Which is why so much of the current scramble inside agencies is about preparing marketers for questions they have never had to consider. Once ads arrive in ChatGPT, will brands be bidding to participate in AI conversions, competing for their own agents to answer questions and jockeying to fulfill services directly inside the interface. That is a very different game for banners, search ads and social posts, and it will require a new set of instincts to match.
What’s more, the learning curve won’t stop there. Instead, the future will blend advertising, transactions and actual service delivery.
As Perry explained: “Advertising won’t stop at display or bidding at impressions. No, it will encompass commerce and, ultimately, a service layer too.”
OpenAI hinted at this in its announcement, noting that conversational interfaces open the door to experiences beyond static messages and links. Soon, the company said, a user might see an ad and immediately ask the question needed to make a purchase decision — all without leaving the conversation.

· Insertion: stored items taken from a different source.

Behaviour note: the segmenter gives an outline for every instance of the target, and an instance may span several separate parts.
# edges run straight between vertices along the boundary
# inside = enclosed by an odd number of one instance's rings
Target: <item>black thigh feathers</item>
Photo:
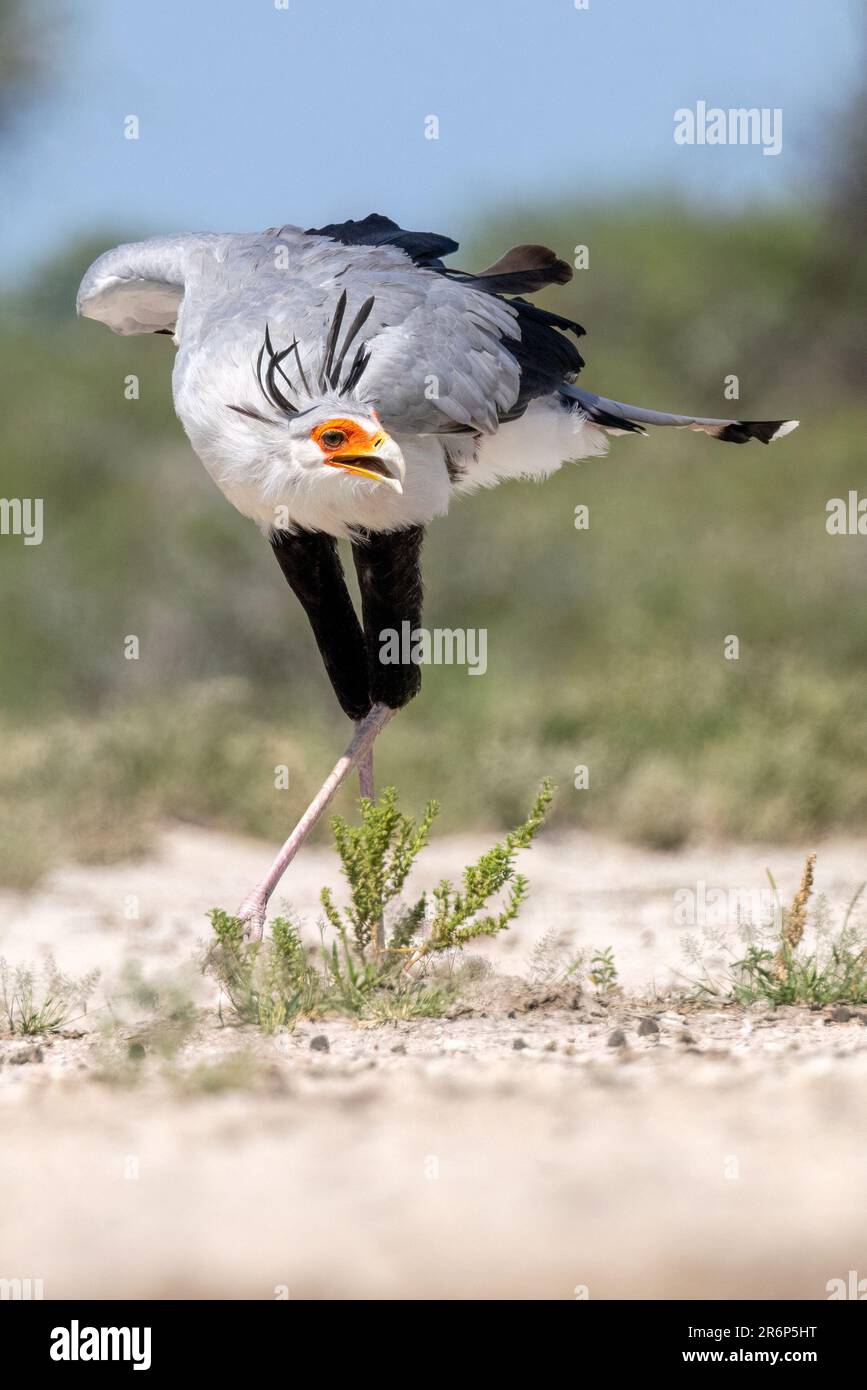
[[[415,665],[380,660],[381,634],[421,622],[420,569],[424,527],[357,532],[353,558],[361,590],[362,624],[352,606],[337,541],[318,531],[275,532],[271,546],[313,629],[328,679],[350,719],[362,719],[373,703],[400,709],[418,693]]]
[[[370,709],[367,649],[349,597],[337,541],[321,531],[277,531],[277,562],[310,620],[328,679],[350,719]]]
[[[391,709],[400,709],[421,688],[418,666],[386,665],[380,658],[384,632],[400,634],[402,623],[409,623],[413,631],[421,623],[423,537],[423,526],[408,526],[403,531],[362,532],[352,543],[370,694]]]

“For marketers, the key issue is less about specific formats in the short term and more about whether conversational interfaces can support long-term brand building alongside performance outcomes,” said Jon Mew, CEO at IAB U.K. “That will depend on how these environments balance user trust, transparency and creativity, and whether advertising is positioned as a value add to the experience rather than a distraction from it.”
So far marketers have treated AI like a new kind of search engine. Over the past two years, marketing teams have launched what they call generative engine optimization pilots, testing prompts and trying to influence how models recommend their products. That work matters but it’s no longer enough. If anything, it’s the baseline for marketers getting their head around a larger shift in advertising.
An AI assistant is not a newsfeed or a results page. It is perceived as an advisor. If a chatbot offers a confident recommendation, users assume the answer is impartial. Introducing paid influence into that interaction risks undermining the trust that makes the experience useful in the first place. Which is why so much of the early work has gone into understanding the questions that underpin that dynamic. How are LLMs portraying their models today? Why do those models favor certain messages or competitors? Which problems can be solved organically through better content and distribution, and where might placements eventually play a complementary role.
“The real question for 2026 isn’t ‘how do we advertise in AI?’, but ‘why would an AI recommend us at all?’ said Buttermilk’s global head of brand marketing Lucy Robertson. “Brands that are repeatedly referenced by trusted creators, cited in authoritative media, and show up coherently across culture are far more likely to be surfaced in AI-generated responses than brands optimized purely for search.”